Sunday, April 18, 2010

When All the Cardiologists Merge with a Single Hospital

Is competition or consolidation is the best way to deliver care and contain costs in the post-reform business of health care?

In Maine, the state Legislature has maintained that competition should prevail:
Under the plan, MaineHealth, owner of Maine Medical Center, would hire the 40 cardiologists now with Maine Cardiology Associates, which is based in South Portland, and Cardiovascular Consultants of Maine, based in Scarborough. The doctors would continue to see patients at their existing offices with the same medical and support staffs, although MaineHealth would buy the offices and equipment.

MaineHealth and the physician groups asked for a change in state law that would protect the deal from antitrust challenges if they can show it is in the public interest – for example, that it preserves access to high-quality heart care.

That effort failed in the closing days of the legislative session, however, and it’s unclear whether MaineHealth and the cardiologists will move ahead and risk legal challenges, or wait and try again when the Legislature reconvenes next winter.

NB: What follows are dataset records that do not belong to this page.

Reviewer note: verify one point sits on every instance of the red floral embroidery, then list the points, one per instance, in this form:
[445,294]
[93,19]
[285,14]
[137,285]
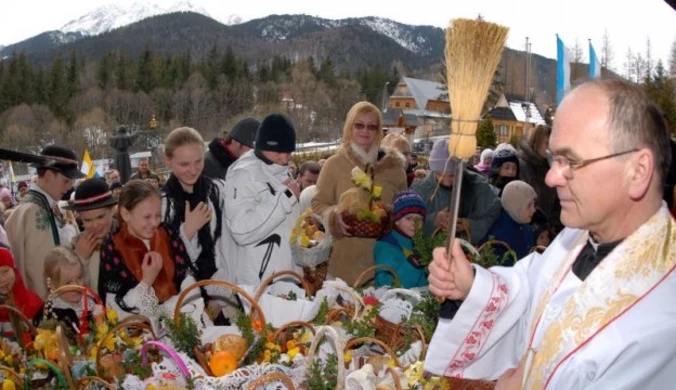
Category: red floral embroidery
[476,338]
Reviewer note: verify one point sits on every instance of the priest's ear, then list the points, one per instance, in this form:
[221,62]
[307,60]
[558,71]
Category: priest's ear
[641,173]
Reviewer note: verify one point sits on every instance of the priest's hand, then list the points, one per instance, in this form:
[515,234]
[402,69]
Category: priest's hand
[151,267]
[511,379]
[196,218]
[451,278]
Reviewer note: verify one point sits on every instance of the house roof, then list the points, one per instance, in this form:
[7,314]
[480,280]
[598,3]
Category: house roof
[504,113]
[423,91]
[391,117]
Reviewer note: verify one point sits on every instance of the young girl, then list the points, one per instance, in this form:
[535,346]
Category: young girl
[513,226]
[63,267]
[13,292]
[144,264]
[192,205]
[504,167]
[396,249]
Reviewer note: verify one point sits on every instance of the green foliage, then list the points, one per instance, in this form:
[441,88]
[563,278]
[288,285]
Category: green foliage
[486,136]
[423,245]
[322,376]
[320,319]
[186,336]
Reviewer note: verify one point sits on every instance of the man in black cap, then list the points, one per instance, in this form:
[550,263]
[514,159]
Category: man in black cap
[224,151]
[94,204]
[37,225]
[261,205]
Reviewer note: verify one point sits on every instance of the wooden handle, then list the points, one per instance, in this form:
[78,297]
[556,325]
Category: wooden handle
[293,324]
[357,283]
[86,380]
[264,284]
[332,335]
[269,378]
[210,282]
[361,340]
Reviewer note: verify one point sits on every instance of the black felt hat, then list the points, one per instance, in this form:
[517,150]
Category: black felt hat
[276,134]
[92,194]
[62,160]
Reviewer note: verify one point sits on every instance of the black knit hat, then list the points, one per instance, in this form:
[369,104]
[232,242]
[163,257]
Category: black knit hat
[276,134]
[62,160]
[92,194]
[244,131]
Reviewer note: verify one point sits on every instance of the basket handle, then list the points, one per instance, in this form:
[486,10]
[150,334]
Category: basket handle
[164,347]
[396,377]
[387,348]
[271,377]
[293,324]
[211,282]
[332,335]
[65,358]
[119,327]
[264,284]
[503,244]
[86,380]
[18,378]
[352,293]
[402,291]
[361,278]
[59,375]
[24,319]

“We’re assessing our different opportunities to move forward. We’re still fully committed to our integration,” said Mark Harris, spokesman for MaineHealth, a nonprofit that owns seven Maine hospitals and several other health care organizations. “It would be in our best interest and in the best interest of the state, as well.”

Mercy Hospital in Portland and Central Maine Medical Center in Lewiston have objected to the change in state law. Officials with those hospitals also say the merger would effectively give Maine Medical Center a monopoly in cardiac medicine that could harm competitors and patients.

Both the Federal Trade Commission and the Maine Attorney General’s Office have been monitoring the plan because competition – at least in theory – leads to better services and lower prices, and the deal could threaten that.
While the theory of competition to control costs works in free markets, health care is anything but a free market. As proof of this, competition between hospitals has failed to lower costs in most other health care markets nationwide.

Somehow, I don't think the Maine legislature really believes their theory that competition is the best way to control costs in health care. Rather, what this anti-trust argument really boils down to is the legislature does not want to lose two other hospitals (and the taxes and jobs they represent) to market consolidation.

-Wes

2 comments:

Keith said...

It is the disparities in payments for some medical services that makes this a potentially bad deal for the citizens of Maine. Most hospitals need to have a strong presence in the cardiology and orthopedic areas of health care, since these are the high profit parts of the health care system. To let one hospital suck up all the cardiac care will cripple the others competitively, although consolidation might bring more efficincies. Once one hospital dominates the cardiac care market, they also make themselves indispensable and likely to extract higher prices for all their services. Also, cardiac services are a time sensitive service where time from onset of chest pain to the cath lab is very important. Consolidating these services at one institution may drive up travel times for some residents and negatively affect outcomes.

All in all, sound like a bad idea for this type of consolidation to occur. this is no diffrent than the concept of cardiologists building their own specialty hospitals, which has the same effect of robbing full service hospitals of a service that often funds alot of undercompensated services at hospitals.

Anonymous said...

Leaving aside the cost considerations, I wonder about the quality-from-consolidation arguments that are often made in this context. I would imagine that if both parties are truly committed to it, the quality benefits of coordination can be achieved without requiring acquisition.